Wednesday, March 29, 2017

"Miss Saigon" Opened March 23, 2017 at the Broadway Theater

Miss Saigon                
Alistair Brammer and Eva Noblezada
Miss Saigon
Jon Jon Briones
Photos: (Matthew Murphy)




It’s back and just as heart-wrenching, spectacular and exciting as ever this time cast with respect for its pivotal Asian character - The Engineer - played by a terrifically talented Philippine Jon Jon Briones. Playing the title character is the absolutely radiant Eva Noblezada. But first: About a century ago writer John Luther Long wrote a short story that playwright David Belasco turned into a play that composer Puccini turned into an opera that has been going on ever since. Although a flop when it first appeared in opera form in1904 (Cameron Mackintosh where were you then?) “Madama Butterfly” has proven, over the long haul, to be one of the most enduring and best loved operas.

Its story of a Japanese geisha who falls in love with an American lieutenant has his child and commits suicide when he returns years later with his American bride is a sure-fire tear-jerker. Alain Boublil and Claude-Michel Schoenberg (the composers of “Les Miserables”) revived the tragic story and called it “Miss Saigon.” Yes, this is a revival of the mainly sung-through production that caused such a brouhaha at its American premiere in 1991. This, when American Actor’s Equity and an Asian-American Actors’ Alliance feuded and fussed over the casting of a Britisher Jonathan Price as an Asian.

Bravo to the creative and artistic team for stepping up and supporting the inherent racial integrity of this pop-opera and for bringing to our shores the recent London-originated revival.  With its lush and melodic score, “Miss Saigon” remains an ambitious and stunningly effective musical even as it also borders on the overwhelming. It has been seamlessly and extravagantly directed for all its sentimental worth by Laurence Connor. And that helicopter has landed once again in the Broadway Theatre where it may very well be grounded for at least ten years, as was the original production.
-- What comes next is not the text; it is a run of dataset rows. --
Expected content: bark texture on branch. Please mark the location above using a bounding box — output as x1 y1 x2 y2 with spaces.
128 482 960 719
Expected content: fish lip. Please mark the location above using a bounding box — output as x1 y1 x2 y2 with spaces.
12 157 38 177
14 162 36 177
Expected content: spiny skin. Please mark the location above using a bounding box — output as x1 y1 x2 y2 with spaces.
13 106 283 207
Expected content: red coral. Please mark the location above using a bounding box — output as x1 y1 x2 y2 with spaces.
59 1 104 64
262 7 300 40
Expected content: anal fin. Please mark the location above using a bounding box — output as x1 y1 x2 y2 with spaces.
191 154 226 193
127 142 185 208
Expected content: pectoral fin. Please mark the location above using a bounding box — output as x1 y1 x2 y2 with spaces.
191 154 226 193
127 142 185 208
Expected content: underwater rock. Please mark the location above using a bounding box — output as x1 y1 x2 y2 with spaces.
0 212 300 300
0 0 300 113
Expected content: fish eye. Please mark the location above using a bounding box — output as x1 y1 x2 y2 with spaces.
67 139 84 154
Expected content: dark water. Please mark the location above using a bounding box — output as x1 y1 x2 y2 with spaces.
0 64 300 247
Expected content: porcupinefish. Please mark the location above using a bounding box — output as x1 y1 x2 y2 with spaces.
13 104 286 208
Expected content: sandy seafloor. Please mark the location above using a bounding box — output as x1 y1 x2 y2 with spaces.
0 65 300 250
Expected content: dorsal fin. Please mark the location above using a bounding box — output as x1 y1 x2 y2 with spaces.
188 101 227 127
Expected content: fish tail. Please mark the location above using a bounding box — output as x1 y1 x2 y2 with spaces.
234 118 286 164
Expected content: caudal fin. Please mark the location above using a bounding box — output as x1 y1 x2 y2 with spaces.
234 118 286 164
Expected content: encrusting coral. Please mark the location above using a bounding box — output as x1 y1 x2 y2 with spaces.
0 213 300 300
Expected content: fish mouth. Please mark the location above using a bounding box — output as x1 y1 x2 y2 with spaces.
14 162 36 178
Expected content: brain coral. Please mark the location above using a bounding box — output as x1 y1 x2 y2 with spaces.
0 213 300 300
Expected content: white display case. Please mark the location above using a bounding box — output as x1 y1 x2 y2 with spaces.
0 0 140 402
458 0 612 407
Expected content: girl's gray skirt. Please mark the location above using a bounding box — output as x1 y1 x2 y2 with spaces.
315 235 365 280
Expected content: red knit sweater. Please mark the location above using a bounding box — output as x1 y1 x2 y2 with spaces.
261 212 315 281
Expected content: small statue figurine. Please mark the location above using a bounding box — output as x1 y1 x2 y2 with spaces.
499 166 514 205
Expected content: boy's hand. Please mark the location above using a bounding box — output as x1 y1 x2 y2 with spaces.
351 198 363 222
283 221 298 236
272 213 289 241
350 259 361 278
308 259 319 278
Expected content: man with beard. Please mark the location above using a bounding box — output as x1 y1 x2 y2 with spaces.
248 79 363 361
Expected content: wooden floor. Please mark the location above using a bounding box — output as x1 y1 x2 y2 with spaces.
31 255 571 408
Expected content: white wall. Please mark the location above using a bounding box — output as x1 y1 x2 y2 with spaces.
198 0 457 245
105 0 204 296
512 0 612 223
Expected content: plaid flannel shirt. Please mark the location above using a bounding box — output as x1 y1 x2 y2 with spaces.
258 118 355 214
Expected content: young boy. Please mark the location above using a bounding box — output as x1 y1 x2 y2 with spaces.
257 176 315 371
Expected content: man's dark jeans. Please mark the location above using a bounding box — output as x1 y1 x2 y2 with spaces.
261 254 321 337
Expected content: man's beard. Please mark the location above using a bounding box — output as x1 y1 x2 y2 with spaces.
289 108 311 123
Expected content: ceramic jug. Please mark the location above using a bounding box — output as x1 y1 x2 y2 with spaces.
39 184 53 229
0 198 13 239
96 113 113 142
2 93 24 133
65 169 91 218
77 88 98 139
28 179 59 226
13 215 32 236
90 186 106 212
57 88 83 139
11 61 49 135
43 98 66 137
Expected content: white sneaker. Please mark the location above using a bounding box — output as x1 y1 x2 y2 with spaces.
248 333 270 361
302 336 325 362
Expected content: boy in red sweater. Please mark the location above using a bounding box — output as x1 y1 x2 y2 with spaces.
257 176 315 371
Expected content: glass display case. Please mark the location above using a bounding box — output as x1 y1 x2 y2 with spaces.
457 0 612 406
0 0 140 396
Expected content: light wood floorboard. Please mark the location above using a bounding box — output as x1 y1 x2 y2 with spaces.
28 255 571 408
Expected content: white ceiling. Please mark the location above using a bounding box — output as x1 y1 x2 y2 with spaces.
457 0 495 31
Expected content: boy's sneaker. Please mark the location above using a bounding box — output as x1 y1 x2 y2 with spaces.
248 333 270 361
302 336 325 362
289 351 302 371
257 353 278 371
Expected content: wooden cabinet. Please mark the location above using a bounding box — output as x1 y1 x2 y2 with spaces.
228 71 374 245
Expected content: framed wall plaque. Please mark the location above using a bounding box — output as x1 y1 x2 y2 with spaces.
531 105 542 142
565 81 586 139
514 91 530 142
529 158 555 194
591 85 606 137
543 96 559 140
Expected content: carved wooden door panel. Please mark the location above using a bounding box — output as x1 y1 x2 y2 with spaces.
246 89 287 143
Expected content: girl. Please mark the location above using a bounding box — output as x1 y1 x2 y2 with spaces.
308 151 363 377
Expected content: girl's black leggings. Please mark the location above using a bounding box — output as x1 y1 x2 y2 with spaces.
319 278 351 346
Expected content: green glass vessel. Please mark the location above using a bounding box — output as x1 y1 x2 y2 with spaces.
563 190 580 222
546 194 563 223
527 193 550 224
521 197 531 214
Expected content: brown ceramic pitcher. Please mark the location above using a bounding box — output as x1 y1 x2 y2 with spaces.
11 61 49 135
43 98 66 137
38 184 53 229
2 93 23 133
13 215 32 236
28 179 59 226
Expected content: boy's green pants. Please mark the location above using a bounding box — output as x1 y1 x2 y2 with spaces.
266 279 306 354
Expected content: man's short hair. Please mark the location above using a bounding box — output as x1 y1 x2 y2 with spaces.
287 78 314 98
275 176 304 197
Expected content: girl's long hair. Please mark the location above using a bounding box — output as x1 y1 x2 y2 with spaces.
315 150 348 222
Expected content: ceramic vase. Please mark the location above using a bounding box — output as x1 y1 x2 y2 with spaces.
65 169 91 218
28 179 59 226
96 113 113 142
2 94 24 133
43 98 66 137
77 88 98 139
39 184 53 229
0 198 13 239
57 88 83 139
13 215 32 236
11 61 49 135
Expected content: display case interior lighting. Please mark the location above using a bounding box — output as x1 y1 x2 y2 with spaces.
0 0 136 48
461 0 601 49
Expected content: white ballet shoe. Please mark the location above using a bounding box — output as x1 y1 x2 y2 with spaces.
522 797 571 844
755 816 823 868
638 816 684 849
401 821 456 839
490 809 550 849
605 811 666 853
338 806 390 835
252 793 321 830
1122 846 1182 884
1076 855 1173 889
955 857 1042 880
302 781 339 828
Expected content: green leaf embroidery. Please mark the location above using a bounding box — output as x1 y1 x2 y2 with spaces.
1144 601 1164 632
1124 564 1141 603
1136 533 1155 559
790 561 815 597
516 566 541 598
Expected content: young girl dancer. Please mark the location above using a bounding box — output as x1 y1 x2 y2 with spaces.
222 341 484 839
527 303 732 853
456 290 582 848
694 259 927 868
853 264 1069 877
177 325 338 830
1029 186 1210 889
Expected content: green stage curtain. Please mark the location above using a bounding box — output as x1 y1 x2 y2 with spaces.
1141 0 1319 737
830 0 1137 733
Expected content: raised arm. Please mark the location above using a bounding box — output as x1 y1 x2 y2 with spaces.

As you may already know, the updated plot takes place during events surrounding the fall of Saigon in1975. The story involves us in the ill-fated love affair between a young Vietnamese girl and an American soldier who are caught up in the corrupted society of a city torn apart by war. As with “Les Miz,” “Miss Saigon” is sung with the prescribed resonance and power by its stars and a large company. And in keeping with operatic tradition, there is plenty of pompously circumstantial parading by hordes of marching soldiers and acrobatic dancers called upon to celebrate the third anniversary of the re-unification of the renamed Ho chi Minh City. Credit this to the stirring staging and athletic choreography by Bob Avian.

If “Miss Saigon” seems musically more mature, its lyrics as translated by Richard Maltby Jr. and by Michael Mahler from the French, are simply okay and happily not given to destroying the rarely compromised dramatic structure. They certainly support the principals in their ongoing angst.

Briones, as the Engineer, the entrepreneurial Saigon to Bangkok pimp, is brilliantly sleazy, slippery and oozing with decadently cultivated panache. We almost root for him to get that American visa he dreams of. Through the artistry of production designers Totie Driver and Matt Kinley and lighting designer Bruno Poet, the Engineer’s extravagant dreams become chilling and thrilling fantasies as do the more intimate and real war-torn settings created for the lovers.

It can’t be overstated how beautifully the petite Noblezada, as the doomed Kim, touches us with her sensitive performance and her clearly spun, octave-vaulting  soprano voice. Although the good-looking Alistair Brammer has light tenor voice, he gives a heavy-weight performance as her soldier lover Chris. In support, Nicholas Christopher, as his unsentimental army buddy, Katie Rose Clarke, as the American wife, and Devin Haw as Kim’s rejected Vietnamese  suitor are each terrific as they become poignantly caught up in the emotional and political turbulence that comprises this admirable and affecting musical.